Stressor Yang di Alami Perawat Indonesia Dalam Pandemi Covid-19

Wabah Covid-19 yang melanda Indonesia dan 214 negara internasional lainnya telah ditetapkan oleh World Health Organization (WHO) sebagai “Public Health Emergency of International Concern”. Konfirmasi kasus Covid-19 seluruh dunia mencapai 3.557.235 kasus positif. Jumlah kasus positif Covid-19 di Indonesia semakin meningkat. Dua kasus positif pertama di Indonesia diumumkan tanggal 2 Maret 2020. Berdasarkan data infografis Gugus Tugas Percepatan Penanganan Covid-19 per tanggal 6 Mei 2020 jumlah kasus positif di Indonesia mencapai 12.438 kasus dengan 895 pasien meninggal, yang tersebar pada 34 Provinsi dan 350 Kabupaten/ Kota.

Laju penularan coronavirus yang begitu cepat dan peningkatan jumlah kasus menjadi tantangan terbesar bagi layanan kesehatan nasional. Profesi perawat sebagai salah satu “frontline worker” dalam penanganan kasus Covid-19 menjadi bagian yang krusial.

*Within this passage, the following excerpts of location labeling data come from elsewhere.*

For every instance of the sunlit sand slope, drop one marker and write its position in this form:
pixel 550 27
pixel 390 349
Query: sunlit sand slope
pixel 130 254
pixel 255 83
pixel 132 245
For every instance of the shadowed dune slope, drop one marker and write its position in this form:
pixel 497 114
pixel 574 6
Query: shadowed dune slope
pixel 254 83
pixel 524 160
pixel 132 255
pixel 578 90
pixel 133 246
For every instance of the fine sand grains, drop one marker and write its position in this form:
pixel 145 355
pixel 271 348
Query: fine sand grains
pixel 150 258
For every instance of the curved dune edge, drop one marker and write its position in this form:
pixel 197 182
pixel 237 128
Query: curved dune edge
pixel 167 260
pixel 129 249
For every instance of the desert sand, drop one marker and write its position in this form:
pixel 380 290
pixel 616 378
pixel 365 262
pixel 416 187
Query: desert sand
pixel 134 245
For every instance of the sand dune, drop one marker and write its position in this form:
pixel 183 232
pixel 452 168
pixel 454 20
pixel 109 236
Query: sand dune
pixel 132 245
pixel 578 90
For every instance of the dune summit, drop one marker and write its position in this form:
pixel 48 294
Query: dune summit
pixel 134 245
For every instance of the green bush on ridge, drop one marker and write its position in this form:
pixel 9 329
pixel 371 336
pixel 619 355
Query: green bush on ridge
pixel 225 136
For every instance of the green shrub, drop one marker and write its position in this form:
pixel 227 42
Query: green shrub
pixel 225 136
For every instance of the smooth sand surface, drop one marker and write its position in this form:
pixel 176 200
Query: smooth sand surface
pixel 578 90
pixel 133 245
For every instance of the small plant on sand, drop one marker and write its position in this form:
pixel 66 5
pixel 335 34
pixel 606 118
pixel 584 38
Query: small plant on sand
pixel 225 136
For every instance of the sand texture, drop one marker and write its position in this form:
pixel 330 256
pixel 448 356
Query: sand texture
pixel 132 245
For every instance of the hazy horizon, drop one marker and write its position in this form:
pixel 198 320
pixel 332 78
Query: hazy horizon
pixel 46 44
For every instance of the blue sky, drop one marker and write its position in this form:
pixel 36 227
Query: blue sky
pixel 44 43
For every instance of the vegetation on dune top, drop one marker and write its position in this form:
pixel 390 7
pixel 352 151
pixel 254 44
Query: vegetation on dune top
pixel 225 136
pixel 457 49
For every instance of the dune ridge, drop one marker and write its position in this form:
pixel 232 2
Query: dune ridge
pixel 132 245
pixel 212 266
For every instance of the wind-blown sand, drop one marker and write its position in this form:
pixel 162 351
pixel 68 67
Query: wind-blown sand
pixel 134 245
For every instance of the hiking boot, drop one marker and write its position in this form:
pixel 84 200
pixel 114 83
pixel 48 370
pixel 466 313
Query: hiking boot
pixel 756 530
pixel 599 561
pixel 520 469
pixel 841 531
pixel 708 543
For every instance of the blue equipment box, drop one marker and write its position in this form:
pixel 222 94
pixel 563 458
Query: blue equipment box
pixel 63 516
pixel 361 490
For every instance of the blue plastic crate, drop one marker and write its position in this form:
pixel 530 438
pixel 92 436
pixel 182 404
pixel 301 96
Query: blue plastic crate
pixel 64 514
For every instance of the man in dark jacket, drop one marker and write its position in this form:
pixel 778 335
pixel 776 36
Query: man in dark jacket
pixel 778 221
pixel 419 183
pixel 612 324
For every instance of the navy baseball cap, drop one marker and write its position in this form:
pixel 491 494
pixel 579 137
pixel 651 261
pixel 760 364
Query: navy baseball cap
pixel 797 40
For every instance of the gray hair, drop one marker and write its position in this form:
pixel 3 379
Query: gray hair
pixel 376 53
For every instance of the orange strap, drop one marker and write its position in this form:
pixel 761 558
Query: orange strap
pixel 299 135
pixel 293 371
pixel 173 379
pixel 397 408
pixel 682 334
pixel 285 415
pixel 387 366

Perawat adalah bagian yang selama 24 jam memberikan asuhan keperawatan dan terpapar langsung dengan pasien Covid-19. Tidak sedikit resiko yang mengancam perawat dalam melaksanakan tugasnya termasuk tertular coronavirus. Hal ini menjadi beban mental tersendiri bagi perawat dalam menghadapi pandemik Covid-19. Perawat juga merasakan cemas, stress, takut dan depresi dalam menangani wabah ini, wajar saja karena perawat menjadi profesi yang sangat rentan untuk tertular Covid-19.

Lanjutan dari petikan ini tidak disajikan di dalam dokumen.